As used herein, the term "cerebral blood flow" refers to the flow of blood through the capillaries of the brain and across the blood brain barrier into brain cells, and which is reflective of which areas of the brain are receiving the required rate of flow to sustain the delivery of oxygen and nutrients for brain cell function, and where the visualization and quantification of cerebral blood flow is useful in evaluation of cerebrovascular diseases such as stroke, low blood flow also known as ischemia, trauma and brain death, and where xenon being soluble in blood plasma is a useful contrast enhancement agent for this purpose.
As used herein, the term "brain tissue function" refers to the relative functioning of normal and abnormal brain cells of the same type, of different types, and the determination of brain death, where the visualization of this function is useful in the evaluation of diseases such as epilepsy, ahlzeimers, and dementia, and where xenon is useful as a contrast agent because it is first soluble in blood plasma, second can cross the blood brain barrier mimicking the exchange of oxygen between the blood and brain cells, and third is soluble in lipids or fat, which is contained in different amounts by different types of brain tissue and in the same brain tissue dependent on how well those brain cells are functioning, where the degree of enhancement by stable xenon is therefore reflective of function.

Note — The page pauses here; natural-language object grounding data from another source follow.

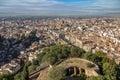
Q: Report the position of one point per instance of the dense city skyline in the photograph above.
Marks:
(59, 7)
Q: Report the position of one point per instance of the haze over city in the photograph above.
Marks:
(59, 7)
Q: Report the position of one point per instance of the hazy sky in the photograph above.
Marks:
(59, 7)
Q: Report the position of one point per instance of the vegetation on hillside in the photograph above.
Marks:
(109, 70)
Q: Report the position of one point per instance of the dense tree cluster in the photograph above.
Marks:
(56, 73)
(109, 70)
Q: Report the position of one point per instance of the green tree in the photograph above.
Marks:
(56, 73)
(25, 73)
(110, 71)
(96, 78)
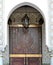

As used herein, the term "non-invasive" means not requiring breaking the integrity of the body surface such as is required with an injection to administer a substance. Inhalation of a gas is considered to be a non-invasive procedure because the gas is inhaled during the normal act of breathing. Procedures that are invasive carry with them added risk of problems at the injection site and the breaking of the sterility of the arterio-venous system.